Five of the executives were reinstated shortly after President Biden took office and Pack resigned. Among their alleged failings: insufficient action to remedy the agency's past shortcomings on getting authority to conduct security reviews and other security-related matters, some of which first occurred almost two decades earlier. In almost every case, security fell outside the scope of the executive's area of authority.
And the rest of the evidence marshalled against the executives was flimsy, according to the inspector general. Pack did not respond to a request for comment on this story.
A Request For Rumors 'Heard In The Halls'
Late last July, a top Pack aide told the agency's chief risk officer to compile a "risk profile" of several of the senior executives.

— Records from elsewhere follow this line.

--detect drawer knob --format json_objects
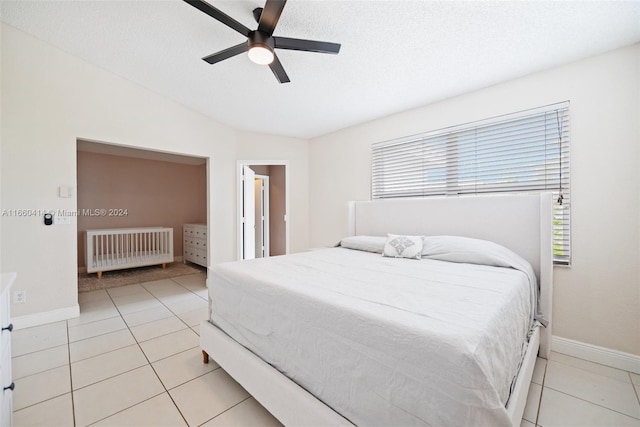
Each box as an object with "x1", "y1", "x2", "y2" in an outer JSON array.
[
  {"x1": 1, "y1": 323, "x2": 13, "y2": 332},
  {"x1": 4, "y1": 382, "x2": 14, "y2": 391}
]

USAGM acting vice president for legal compliance and risk, Morvared Namdarkhan, "told him to include any negative information he had heard about the individuals, regardless of whether he could verify the information," according to the inspector general's report on Powers' suspension. "Ms. Namdarkhan told him to add even rumors that he 'heard in the halls'."
Even had the accusations been grounded, they would not have been sufficient to revoke a security clearance, concluded Jeffrey McDermott, the assistant inspector general for the U.S. State Department.
According to the investigation, Emily Newman, who served as Pack's chief of staff, focused her ire on the general counsel, David Kligerman. She was angry he told the Justice Department that Namdarkhan questioned Open Technology Fund employees without their lawyer present - an act that Kligerman suspected might be illegal. Namdarkhan (also known as Mora Namdar) had the internal investigations opened the next day.
David Seide, an attorney with the non-profit Government Accountability Project who represented USAGM Chief Financial Officer Grant Turner, says the investigation's findings were unsurprising.
"What is shocking are [the inspector general's] discovery of the many more ways Pack and his political appointees – while running USAGM for a mere six months – managed to break the law, abuse authority, endanger public health and safety and grossly mismanage the agency," Seide said in a statement.
During his tenure, Pack gave interviews to conservative and pro-Trump news outlets saying he wanted to "drain the swamp" at Voice of America.
The new leadership of USAGM welcomed the findings.
"This decision reaffirms the need for individuals to be able to raise concerns, without fear of retaliation, about unethical management practices that might otherwise go undetected," spokeswoman Laurie Moy said in a statement. "USAGM is fully committed to protecting the rights of whistleblowers within our agency."
Disclosure: This story was reported by NPR media correspondent David Folkenflik and edited by NPR media and technology editor Emily Kopp. Because of NPR CEO John Lansing's prior role as CEO of the U.S. Agency for Global Media, no senior news executive or corporate executive at NPR reviewed this story before it was published.